TALKS TO get all Alitalia's unions on board for a job-cutting rescue by Italian investors were ongoing last night as pilots and crew have not signed up to an initial deal agreed by other unions to stave off bankruptcy.
Despite fears it might cancel flights due to difficulties in buying fuel, state-owned Alitalia flew as normal yesterday as the crisis talks continued and all sides said it remained on a knife edge.
"We have arrived at a point where things either come to fruition or they break," said Raffaele Bonanni, head of CISL, one of the four unions which signed up to the framework deal. "If they break, we'll be squandering one of the richest markets in the world of aviation and, above all, we will lose 20,000 jobs," Mr Bonanni said.
Another union that backed the framework accord, FILT-CGIL, said the conditions were not in place for a full-blown agreement.

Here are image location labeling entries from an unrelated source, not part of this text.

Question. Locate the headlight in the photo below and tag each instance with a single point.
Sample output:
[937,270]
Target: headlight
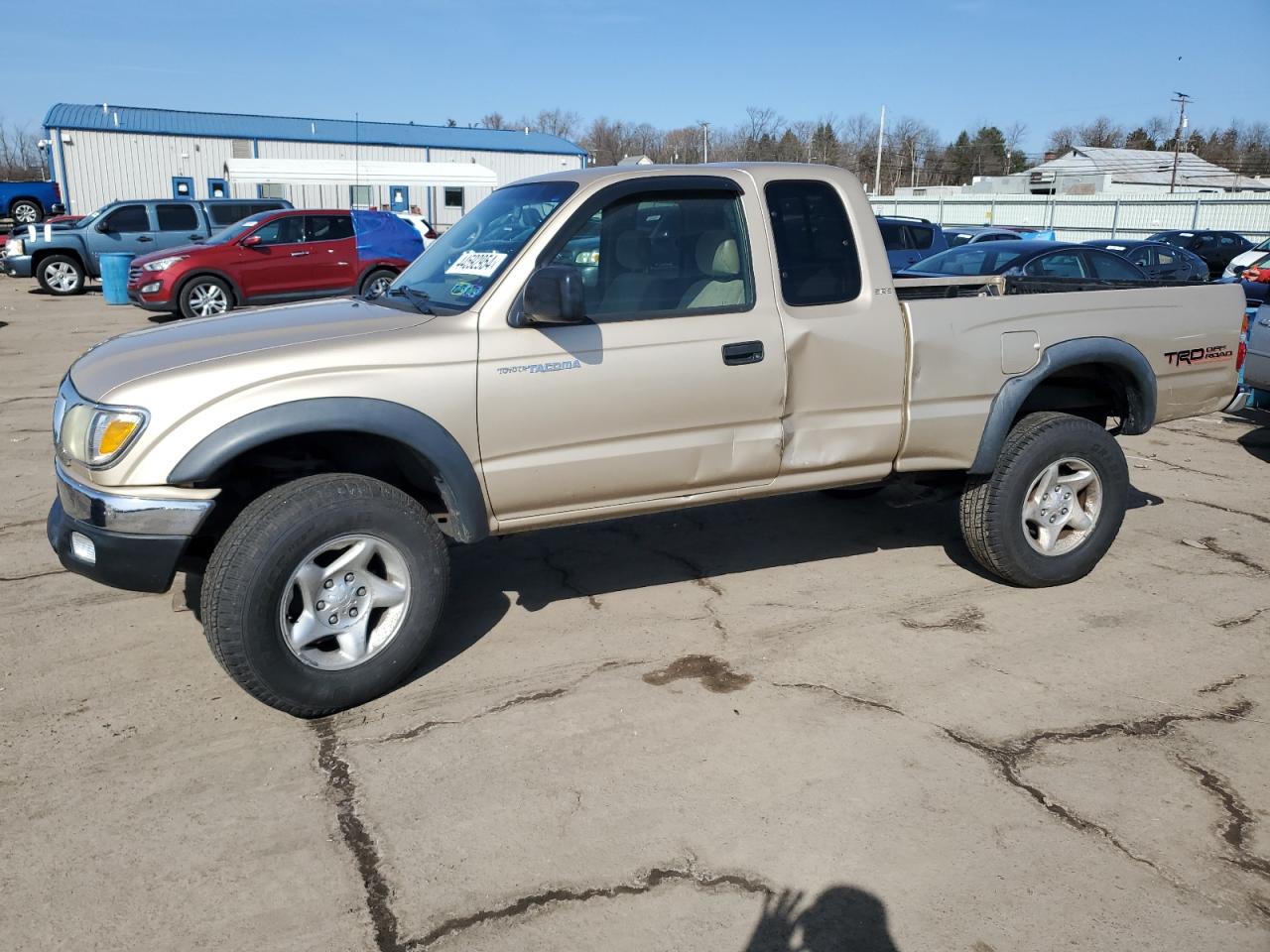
[93,434]
[163,263]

Five other labour groups, representing pilots and cabin crew, oppose the rescue plan altogether, fearing huge job and salary cuts. The government called talks with those groups for last night and today, hoping to break the deadlock.
Prime minister Silvio Berlusconi stressed the alternative to the rescue proposal was bankruptcy.
Speaking on a television show he said Lufthansa would be the best international partner for a revived Alitalia.
He had opposed the carriers planned sale to Air France-KLM earlier this year.